Random Variables

A key component of the theory of probability is the concept of random variables, which are functions that assign real numbers to each possible outcome of a random phenomenon. For instance, in the context of rolling a six-sided die, the values of the random variable could be represented by integers 1 through 6, each corresponding to one of the possible outcomes of the roll. Or the temperature on any given day can be considered a random variable because it depends on various unpredictable factors. In other words, a random variable is a function that maps from sample space to real numbers.

Daily Life Example:

• Coin Toss Outcome: Let $X$ be a random variable representing the outcome of a coin toss, where $X=1$for heads and $X=0$ for tails. Here, $X$ is a random variable because its value is determined by a random process (the coin toss).

Biology Example:

• Presence of a Genetic Marker: Let $Y$ be a random variable representing the presence (1) or absence (0) of a particular genetic marker in an individual. The value of $Y$ is determined by a random genetic process.

We consider discrete and continuous random variables separately.

Discrete Random Variables

Discrete random variables represent outcomes that can be counted or enumerated, often taking on integer values.

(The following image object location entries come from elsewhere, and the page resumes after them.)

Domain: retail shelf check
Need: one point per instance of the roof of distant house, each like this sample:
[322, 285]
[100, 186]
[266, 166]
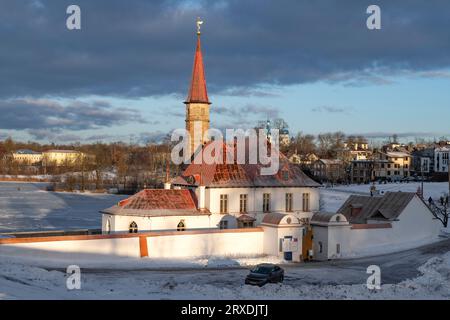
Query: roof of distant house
[158, 202]
[27, 151]
[331, 161]
[61, 151]
[231, 174]
[397, 154]
[387, 207]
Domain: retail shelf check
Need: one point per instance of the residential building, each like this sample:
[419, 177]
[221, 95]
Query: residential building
[358, 150]
[214, 195]
[329, 170]
[366, 225]
[392, 165]
[27, 157]
[423, 161]
[441, 159]
[61, 157]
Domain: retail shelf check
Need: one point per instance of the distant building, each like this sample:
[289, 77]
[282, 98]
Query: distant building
[329, 170]
[27, 157]
[441, 159]
[285, 139]
[305, 160]
[361, 171]
[366, 225]
[392, 165]
[61, 157]
[354, 151]
[423, 161]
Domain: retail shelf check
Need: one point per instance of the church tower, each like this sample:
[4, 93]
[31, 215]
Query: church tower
[197, 103]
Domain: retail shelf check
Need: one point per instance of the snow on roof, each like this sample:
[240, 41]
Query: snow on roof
[397, 154]
[61, 151]
[388, 207]
[331, 161]
[231, 174]
[158, 202]
[27, 151]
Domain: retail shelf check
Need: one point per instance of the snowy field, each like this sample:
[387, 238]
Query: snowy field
[333, 198]
[27, 206]
[414, 274]
[324, 281]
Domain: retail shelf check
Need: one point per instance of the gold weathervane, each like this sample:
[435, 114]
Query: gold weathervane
[199, 23]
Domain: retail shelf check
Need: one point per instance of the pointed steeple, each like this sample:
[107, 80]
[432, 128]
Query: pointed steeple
[197, 91]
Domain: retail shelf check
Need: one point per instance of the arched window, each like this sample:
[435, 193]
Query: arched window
[133, 227]
[108, 226]
[181, 226]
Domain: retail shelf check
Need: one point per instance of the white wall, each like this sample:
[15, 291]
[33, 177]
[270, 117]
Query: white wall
[122, 223]
[255, 199]
[231, 244]
[125, 247]
[416, 226]
[160, 245]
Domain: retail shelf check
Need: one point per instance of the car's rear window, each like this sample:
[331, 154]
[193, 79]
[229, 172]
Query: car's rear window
[264, 270]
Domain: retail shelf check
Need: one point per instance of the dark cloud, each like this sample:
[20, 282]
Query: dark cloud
[42, 117]
[140, 47]
[330, 109]
[248, 110]
[411, 134]
[151, 137]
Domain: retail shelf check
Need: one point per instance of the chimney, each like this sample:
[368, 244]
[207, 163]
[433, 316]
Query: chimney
[355, 210]
[167, 183]
[201, 194]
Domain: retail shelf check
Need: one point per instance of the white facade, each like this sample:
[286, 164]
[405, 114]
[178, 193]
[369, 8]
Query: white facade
[255, 201]
[285, 236]
[121, 223]
[211, 202]
[415, 226]
[441, 159]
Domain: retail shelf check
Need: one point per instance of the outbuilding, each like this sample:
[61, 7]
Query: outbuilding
[366, 225]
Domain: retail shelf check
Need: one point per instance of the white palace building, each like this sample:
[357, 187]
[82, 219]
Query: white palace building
[232, 210]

Examples include the outcomes of rolling a die or the number of heads obtained in a series of coin flips.

Daily Life Example:

• Number of Emails Received: Let $X$ be the number of emails you receive in a day. Possible values of $X$ are $0, 1, 2, 3$, and so on, making it a discrete random variable.

Biology Example:

• Number of Offspring: Let $Y$ be the number of offspring produced by a particular organism. The possible values are countable integers $(e.g., 0, 1, 2, 3)$.

Continuous Random Variables

Continuous random variables are characterized by outcomes that can take on any value within a certain range, typically over an interval of real numbers. Common examples of continuous random variables include measurements such as height, weight, or time intervals.

Daily Life Example:

• Daily Rainfall: Let $X$ be the amount of rainfall in a day measured in millimeters. Since rainfall can take any non-negative value within a continuous range, $X$ is a continuous random variable.

Biology Example:

• Blood Glucose Levels: Let $Y$ be the blood glucose level of an individual measured in mg/dL. Since blood glucose can vary continuously, Y a continuous random variable.